Contexto da guerra e posição iraniana
A guerra entre Irã e Estados Unidos teve início em 28 de fevereiro de 2026, com o Irã acusando Washington de adotar uma política de 'pressão máxima' que impede negociações. Em conversa telefônica com o primeiro-ministro do Iraque, Ali Faleh al Zaydi, o presidente Masoud Pezeshkian afirmou que o diálogo só será possível se os EUA abandonarem a 'linguagem da força'. Pezeshkian citou ataques sofridos pelo Irã durante negociações anteriores como exemplo da falta de confiança nas intenções americanas. Segundo ele, o Irã está disposto a dialogar dentro das normas do direito internacional, mas não aceitará intimidações.

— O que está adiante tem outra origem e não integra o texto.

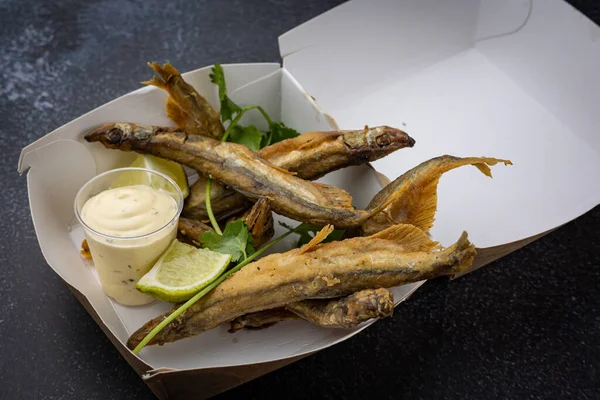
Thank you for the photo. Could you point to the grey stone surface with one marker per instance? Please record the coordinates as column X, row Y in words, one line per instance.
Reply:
column 526, row 326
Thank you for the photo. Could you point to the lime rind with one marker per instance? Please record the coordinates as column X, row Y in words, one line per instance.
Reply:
column 169, row 168
column 182, row 271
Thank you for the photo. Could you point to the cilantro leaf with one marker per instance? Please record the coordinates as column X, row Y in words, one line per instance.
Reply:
column 236, row 240
column 307, row 233
column 228, row 107
column 249, row 136
column 278, row 131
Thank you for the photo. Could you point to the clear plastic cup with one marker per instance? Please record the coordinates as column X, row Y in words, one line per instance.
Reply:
column 121, row 260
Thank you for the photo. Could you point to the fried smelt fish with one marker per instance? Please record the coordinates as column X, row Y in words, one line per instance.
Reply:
column 261, row 319
column 315, row 154
column 258, row 219
column 190, row 111
column 310, row 156
column 236, row 166
column 399, row 255
column 347, row 312
column 416, row 203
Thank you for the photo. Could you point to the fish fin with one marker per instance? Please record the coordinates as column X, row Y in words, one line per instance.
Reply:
column 319, row 237
column 165, row 71
column 410, row 237
column 338, row 198
column 176, row 113
column 285, row 171
column 465, row 252
column 156, row 81
column 412, row 198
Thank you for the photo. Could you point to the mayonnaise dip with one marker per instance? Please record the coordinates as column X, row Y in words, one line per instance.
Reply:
column 125, row 214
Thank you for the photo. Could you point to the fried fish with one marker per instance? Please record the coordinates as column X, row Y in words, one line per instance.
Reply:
column 310, row 156
column 416, row 203
column 399, row 255
column 190, row 111
column 236, row 166
column 346, row 312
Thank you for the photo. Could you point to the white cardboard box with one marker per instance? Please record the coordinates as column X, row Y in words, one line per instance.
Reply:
column 514, row 79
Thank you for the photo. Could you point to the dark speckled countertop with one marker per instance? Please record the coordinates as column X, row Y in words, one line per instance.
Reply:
column 527, row 326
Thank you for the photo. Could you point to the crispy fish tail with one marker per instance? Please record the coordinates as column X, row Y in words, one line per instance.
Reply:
column 190, row 111
column 414, row 194
column 328, row 270
column 259, row 220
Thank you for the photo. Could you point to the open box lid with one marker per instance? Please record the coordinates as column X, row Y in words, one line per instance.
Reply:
column 516, row 79
column 512, row 79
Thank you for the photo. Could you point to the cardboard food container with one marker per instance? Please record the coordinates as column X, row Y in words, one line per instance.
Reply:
column 516, row 79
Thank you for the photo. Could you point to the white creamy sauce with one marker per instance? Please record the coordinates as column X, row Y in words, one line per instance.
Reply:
column 125, row 213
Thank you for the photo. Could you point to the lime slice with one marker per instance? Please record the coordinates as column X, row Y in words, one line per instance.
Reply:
column 172, row 169
column 182, row 271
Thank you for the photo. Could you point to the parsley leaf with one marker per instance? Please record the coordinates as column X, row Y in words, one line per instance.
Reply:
column 236, row 240
column 228, row 107
column 308, row 231
column 278, row 131
column 249, row 136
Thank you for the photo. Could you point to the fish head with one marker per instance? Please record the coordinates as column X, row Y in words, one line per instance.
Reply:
column 387, row 138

Declarações públicas e postura religiosa
Em suas redes sociais, Pezeshkian reforçou a posição iraniana, declarando que o país 'já se rendeu ao Todo-Poderoso' e não se submeterá a nenhuma outra força. Ele enfatizou que os 'seguidores da escola xiita' não podem ser forçados à rendição, mesmo sob ameaças militares. O presidente também expressou a intenção de resolver divergências regionais e estabelecer mecanismos de cooperação, mas condicionou qualquer avanço à mudança de postura dos EUA.